Efforts by the Thai government to attract Japanese investment in a port-industrial complex at Dawei on Burma’s southeast coast are doomed, a prominent regional economist said.
“I don’t think the Japanese are at all interested in Dawei. To the extent their name keeps cropping up, I expect it reflects the desire of the zone’s promoters, now essentially the Thai government, to have them involved,” Sean Turnell a professor in economics and co-editor of the Burma Economic Watch bulletin told The Irrawaddy this week.
Turnell was commenting after a fresh round of promotional talks instigated by Thai Prime Minister Yingluck Shinawatra was held in Rangoon last week.
Japanese government representatives participated in the meeting, which also included Set Aung, deputy minister for Burma’s National Planning and Economic Development agency, and the secretary-general of Thailand’s National Economic and Social Development Board, Arkhom Termpitthayapaisith.
The Japanese have made no public statements on Dawei and reports from Burmese and Thai media conflict on what Japan said at the September 27 Rangoon meeting.
Tokyo intends to make more studies of the Dawei plan before making any commitments, the Bangkok Post reported, and these could take up to one year.
“Japan needs more information before making the decision on whether the country will join the project,’’ the newspaper quoted Arkhom saying.
However, the Myanmar Times quoted Set Aung saying that Japan is expected to announce a decision on the Dawei special economic zone (SEZ) as early as November.

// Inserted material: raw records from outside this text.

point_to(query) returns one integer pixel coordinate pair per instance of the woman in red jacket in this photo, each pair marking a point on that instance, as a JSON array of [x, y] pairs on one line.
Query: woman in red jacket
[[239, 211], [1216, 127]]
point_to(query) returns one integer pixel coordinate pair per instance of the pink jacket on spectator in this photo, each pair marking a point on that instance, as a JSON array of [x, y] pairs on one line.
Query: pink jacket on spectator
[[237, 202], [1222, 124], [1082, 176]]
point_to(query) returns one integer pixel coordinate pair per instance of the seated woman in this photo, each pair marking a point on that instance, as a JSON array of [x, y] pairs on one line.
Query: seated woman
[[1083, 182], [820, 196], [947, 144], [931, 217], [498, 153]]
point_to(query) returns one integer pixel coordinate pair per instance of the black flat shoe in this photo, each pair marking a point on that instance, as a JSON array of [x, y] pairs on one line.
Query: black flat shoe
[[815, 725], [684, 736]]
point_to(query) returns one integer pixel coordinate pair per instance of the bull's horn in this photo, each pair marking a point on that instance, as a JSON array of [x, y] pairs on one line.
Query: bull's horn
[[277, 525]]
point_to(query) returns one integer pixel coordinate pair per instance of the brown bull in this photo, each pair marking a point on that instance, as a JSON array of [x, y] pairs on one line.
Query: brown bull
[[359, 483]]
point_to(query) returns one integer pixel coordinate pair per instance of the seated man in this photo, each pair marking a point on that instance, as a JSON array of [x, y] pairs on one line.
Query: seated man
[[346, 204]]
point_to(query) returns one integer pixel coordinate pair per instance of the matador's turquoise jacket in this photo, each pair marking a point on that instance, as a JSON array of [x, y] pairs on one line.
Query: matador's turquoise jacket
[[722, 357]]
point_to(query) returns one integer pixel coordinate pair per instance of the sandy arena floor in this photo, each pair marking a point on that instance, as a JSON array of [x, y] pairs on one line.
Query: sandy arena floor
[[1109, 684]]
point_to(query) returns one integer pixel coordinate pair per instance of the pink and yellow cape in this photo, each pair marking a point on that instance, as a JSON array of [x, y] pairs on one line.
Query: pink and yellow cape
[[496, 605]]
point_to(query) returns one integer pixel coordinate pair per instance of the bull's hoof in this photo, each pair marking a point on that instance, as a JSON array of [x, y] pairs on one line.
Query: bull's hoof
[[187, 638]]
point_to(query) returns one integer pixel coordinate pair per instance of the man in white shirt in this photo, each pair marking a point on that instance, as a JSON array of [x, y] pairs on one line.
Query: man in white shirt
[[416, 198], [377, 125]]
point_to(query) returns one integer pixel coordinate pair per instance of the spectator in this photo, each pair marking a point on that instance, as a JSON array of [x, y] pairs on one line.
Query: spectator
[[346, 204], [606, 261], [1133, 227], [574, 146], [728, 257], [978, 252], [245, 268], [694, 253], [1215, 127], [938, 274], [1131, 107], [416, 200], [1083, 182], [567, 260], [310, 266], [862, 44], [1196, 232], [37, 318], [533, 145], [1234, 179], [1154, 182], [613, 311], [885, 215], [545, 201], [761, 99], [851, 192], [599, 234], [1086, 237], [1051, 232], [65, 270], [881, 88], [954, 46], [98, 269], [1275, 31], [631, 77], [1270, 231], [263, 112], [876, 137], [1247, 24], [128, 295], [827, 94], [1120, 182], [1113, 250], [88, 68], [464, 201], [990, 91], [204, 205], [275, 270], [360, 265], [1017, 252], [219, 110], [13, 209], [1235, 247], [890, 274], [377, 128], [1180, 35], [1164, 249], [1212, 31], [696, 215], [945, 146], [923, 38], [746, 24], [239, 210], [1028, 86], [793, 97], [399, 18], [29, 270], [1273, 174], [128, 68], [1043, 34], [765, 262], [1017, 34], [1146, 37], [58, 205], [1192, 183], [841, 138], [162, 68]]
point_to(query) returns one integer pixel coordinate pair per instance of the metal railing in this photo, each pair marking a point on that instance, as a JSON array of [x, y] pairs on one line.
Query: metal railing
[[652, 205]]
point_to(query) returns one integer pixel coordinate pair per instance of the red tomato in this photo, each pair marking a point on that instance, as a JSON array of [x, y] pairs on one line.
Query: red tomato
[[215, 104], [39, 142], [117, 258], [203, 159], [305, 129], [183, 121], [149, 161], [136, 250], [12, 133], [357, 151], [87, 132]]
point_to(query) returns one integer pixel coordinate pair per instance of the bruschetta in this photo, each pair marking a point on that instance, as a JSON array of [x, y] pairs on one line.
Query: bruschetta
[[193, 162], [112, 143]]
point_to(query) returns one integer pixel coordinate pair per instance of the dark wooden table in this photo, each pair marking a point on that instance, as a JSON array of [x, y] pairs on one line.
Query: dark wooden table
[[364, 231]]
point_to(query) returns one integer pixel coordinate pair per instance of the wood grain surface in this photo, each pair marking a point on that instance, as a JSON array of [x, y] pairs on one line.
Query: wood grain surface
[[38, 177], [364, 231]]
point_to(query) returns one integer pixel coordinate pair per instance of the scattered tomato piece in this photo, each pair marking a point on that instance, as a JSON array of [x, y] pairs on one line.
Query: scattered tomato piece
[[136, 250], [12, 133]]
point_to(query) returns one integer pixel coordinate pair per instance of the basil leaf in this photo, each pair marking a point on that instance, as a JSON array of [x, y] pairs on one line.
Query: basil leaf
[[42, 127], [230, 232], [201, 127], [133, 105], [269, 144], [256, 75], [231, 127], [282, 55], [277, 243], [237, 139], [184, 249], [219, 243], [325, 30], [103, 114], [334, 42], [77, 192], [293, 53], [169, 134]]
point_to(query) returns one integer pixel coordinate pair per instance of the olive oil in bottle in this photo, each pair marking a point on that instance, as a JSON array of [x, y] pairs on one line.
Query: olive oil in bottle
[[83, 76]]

This lack of clarity on the possible involvement of Japan underlines the continuing stall on any serious development at Dawei, five years after the former military regime of Than Shwe signed an agreement permitting Bangkok construction company Italian-Thai Development (ITD) and Burmese business partner Max Myanmar Group to go ahead.
Max Myanmar Group has since bowed out of the project.
For more than a year, Thailand’s Yingluck government has been publicly pressing Japan to join the Dawei project, which would cost billions of dollars. Bangkok’s interest has grown since ITD admitted it did not have the capital to deliver the project.
“The Japanese pay lip-service to the idea the [Dawei] zone is viable, and may attract some of their corporates, but I expect that this is with an eye to their real interests, such as the Thilawa SEZ [in Rangoon], rather than anything to do with Dawei really,” Turnell said.
Yingluck last year held one-to-one talks with President TheinSein to promote a Dawei SEZ, and as recently as last month raised the issue yet again during a visit to Bangkok by Shwe Mann, Naypyidaw’s parliamentary speaker and a senior government official.
But the main beneficiary of any development at Dawei is seen as Thailand, which wants to establish an oil transhipment terminal to pump imported crude to the greater Bangkok region, and to build a petrochemicals production estate, primarily to serve Thai industry.
“Dawei really seems to be struggling. Always really a Thai story in its fundamentals, with Burma’s old regime playing along for the cash, it is hard to imagine now that progress can be made without fiscal commitments from the Thai state,” Turnell said.
Renewed efforts by Thailand to rekindle Burmese and Japanese interest coincides with protests by a community group in the Dawei area, alleging that an ITD subsidiary, Dawei Development Company, is carrying out ground clearing work and disrupting homes and livelihoods.
The complaints by the Tavoyan Women’s Union have prompted calls by the international rights group Burma Campaign UK for respect for human and land rights at Dawei.
“Japanese companies thinking of investing in the zone should be using their influence to persuade developers to respect the rights of local communities, or they will be storing up trouble for the future,” Mark Farmaner the director of Burma Campaign UK told The Irrawaddy this week.
“If the rights of local people continue to be literally bulldozed, the project will face costly delays and probably even more costly legal action in the future,” he said.
The NGO last week highlighted a video produced by the Tavoy group, which it said “exposes how the Thai and Burmese developers of the Dawei deep sea port project are abusing local villagers’ rights”.
Dawei is also known as Tavoy.
Although there is no funding for port and industrial development, the ITD subsidiary is carrying out basic land clearance and some road construction.
“Company construction vehicles are ruining local roads, blocking transport and preventing children from going to school. Pleas to mend the roads have fallen on deaf ears, and villagers have had to repair them themselves. At the same time, new roads for the project are blocking existing waterways, causing flooding and destruction of rice fields,” said Burma Campaign UK citing the Tavoy group.
The women’s group said it fears that 12,000 people in six villages could be evicted once the rainy season ends. It said there had been no proper consultation or adequate compensation offered.